A pesar de ello, durante el gobierno talibán, las mujeres dejaron de existir. La lista de prohibiciones del régimen del Mullah Omar es tan extensa que parece la parodia de un misógino ultrapuritano. Las mujeres no podían ir a la escuela, trabajar o salir de su casa (salvo acompañadas por un mahram, hombre de la familia inmediata: padre, esposo o hermano). No sólo debían estar cubiertas de pies a cabeza con la burqa, que apenas permite intuir la presencia del mundo mediante una rendija de tela, sino que les estaba prohibido llevar zapatos de tacos altos –el taconeo podía perturbar a los hombres–, reír demasiado alto –podía suscitar pensamientos perversos en el sexo opuesto–, cantar. ¿Picnics exclusivamente femeninos en un parque?: ni pensarlo. Practicar deportes: otra osadía. ¿Ir al médico?: imposible si era varón. En la Corte, el testimonio femenino valía la mitad que el masculino y tenía que ser dado mediante un familiar hombre. Para que no quedara duda de la voluntad de aniquilación de la mujer, la misma palabra debía desaparecer: el “Jardín de las Mujeres” fue rebautizado “Jardín de la Primavera”. Estados Unidos recordó estas delicias del régimen talibán a partir del 11 de setiembre. La situación era familiar. Otros aliados o subordinados como Sadam Hussein o el panameño Manuel Noriega sufrieron esa metamorfosis durante la presidencia del padre de George W. Bush, George a secas Bush. Los gobiernos amigos pasaron a ser los perversos tiranos que había que voltear a toda costa porque representaban un peligro para la humanidad. La demonización del enemigo no era difícil: bastaba recordar lo que antes se había ocultado. En ambos casos se desconoce el número total de víctimas. En el caso de Panamá se estima que cientos habrían perdido la vida. En el de Irak, la cuenta ascendería a unas 200 mil.
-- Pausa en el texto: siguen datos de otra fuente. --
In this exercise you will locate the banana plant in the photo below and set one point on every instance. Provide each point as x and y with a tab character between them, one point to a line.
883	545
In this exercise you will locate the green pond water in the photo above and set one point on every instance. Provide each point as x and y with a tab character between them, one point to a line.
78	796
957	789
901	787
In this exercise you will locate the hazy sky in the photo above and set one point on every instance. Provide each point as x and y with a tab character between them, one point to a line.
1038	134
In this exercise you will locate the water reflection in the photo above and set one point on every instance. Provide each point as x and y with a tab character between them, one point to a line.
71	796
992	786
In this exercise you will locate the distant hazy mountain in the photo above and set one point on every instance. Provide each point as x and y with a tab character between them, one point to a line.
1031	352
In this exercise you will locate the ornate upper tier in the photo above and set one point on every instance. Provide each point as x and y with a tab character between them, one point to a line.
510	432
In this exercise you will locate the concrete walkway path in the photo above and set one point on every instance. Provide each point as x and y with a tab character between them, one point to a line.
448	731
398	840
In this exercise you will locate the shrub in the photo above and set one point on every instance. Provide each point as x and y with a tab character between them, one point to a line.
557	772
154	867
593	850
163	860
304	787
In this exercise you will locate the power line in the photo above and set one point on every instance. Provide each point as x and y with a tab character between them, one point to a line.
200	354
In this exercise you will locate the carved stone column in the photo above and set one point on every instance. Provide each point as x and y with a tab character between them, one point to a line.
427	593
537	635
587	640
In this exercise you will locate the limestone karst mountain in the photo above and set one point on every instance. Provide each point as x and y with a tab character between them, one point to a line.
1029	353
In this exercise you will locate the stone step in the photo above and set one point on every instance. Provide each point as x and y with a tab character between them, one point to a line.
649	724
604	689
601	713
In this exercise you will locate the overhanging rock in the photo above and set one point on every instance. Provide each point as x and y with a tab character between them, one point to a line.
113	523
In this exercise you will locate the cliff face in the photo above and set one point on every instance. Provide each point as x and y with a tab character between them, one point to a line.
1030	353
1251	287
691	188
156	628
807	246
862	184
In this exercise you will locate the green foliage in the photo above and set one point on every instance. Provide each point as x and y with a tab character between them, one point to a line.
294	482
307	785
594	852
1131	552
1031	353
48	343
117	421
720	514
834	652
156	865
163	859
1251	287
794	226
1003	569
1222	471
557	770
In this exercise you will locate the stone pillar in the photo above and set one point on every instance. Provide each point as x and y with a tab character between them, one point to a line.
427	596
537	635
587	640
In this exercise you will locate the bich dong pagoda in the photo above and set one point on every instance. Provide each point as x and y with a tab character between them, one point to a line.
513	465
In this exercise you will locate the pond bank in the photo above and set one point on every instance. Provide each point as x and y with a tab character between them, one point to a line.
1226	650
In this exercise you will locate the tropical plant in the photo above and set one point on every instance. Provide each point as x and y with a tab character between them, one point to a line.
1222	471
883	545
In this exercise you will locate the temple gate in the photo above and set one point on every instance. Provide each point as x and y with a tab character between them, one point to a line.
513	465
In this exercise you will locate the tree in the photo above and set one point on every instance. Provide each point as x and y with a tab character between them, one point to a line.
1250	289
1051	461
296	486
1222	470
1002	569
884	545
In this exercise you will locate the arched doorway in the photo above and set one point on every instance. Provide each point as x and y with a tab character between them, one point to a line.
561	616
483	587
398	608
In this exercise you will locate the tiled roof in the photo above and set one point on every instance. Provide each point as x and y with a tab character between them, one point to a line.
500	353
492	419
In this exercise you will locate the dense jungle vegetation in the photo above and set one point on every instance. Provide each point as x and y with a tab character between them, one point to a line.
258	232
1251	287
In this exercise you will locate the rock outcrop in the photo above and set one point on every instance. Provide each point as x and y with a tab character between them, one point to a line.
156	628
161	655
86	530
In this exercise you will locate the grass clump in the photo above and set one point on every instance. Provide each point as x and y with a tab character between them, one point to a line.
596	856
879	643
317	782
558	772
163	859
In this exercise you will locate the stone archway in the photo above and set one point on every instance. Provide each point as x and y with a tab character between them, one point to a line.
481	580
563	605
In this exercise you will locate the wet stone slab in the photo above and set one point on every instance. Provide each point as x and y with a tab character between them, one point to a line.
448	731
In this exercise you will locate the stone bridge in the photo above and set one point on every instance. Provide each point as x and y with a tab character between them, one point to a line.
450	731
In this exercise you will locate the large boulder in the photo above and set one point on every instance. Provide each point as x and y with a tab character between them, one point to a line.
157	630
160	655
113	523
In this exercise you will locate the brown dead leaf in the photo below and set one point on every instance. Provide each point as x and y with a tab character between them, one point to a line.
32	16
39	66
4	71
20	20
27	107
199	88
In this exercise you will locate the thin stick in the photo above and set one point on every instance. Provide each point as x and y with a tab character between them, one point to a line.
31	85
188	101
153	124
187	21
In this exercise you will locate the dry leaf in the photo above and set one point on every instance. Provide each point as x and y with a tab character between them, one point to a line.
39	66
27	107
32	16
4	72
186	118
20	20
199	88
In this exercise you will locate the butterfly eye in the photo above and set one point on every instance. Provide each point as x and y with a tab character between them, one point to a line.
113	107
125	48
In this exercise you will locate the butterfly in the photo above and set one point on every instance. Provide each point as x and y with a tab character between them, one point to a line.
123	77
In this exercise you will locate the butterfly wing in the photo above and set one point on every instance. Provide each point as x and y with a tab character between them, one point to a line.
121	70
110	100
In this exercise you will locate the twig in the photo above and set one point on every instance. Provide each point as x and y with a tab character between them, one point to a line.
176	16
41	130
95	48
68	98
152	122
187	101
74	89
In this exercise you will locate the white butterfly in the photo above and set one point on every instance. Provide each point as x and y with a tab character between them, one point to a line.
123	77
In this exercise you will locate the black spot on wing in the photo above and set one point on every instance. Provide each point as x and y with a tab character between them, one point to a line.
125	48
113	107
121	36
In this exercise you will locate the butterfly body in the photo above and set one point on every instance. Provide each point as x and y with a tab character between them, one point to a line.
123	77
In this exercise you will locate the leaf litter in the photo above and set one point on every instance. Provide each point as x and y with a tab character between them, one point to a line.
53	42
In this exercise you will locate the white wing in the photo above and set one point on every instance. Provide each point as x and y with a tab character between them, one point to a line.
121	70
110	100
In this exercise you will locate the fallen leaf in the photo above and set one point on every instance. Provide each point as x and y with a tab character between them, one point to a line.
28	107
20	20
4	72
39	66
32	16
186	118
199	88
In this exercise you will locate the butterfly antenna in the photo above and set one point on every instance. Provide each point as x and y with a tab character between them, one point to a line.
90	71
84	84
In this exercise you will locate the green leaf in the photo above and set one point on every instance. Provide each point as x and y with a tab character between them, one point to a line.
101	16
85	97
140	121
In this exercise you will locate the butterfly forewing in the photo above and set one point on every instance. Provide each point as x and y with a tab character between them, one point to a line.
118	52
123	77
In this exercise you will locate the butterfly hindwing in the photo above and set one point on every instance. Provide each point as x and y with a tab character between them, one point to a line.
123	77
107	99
Como con Irak y Panamá, Afganistán plantea un familiar dilema al pensamiento progresista. ¿Se apoya a un régimen abominable para oponerse a una nueva aventura imperial o se respalda a ésta para deshacerse de gobiernos indeseables? ¿Hay alguna alternativa a estas dos posibilidades? La periodista afgana Najiba Kasraee sufrió estas preguntas en carne propia. Su historia es también la de un país destrozado por las contradicciones entre modernización y oscurantismo religioso, un conflicto aprovechado por descarnados intereses coloniales y tribales. Sus respuestas y perplejidades son una advertencia para el futuro de esta nueva aventura imperial.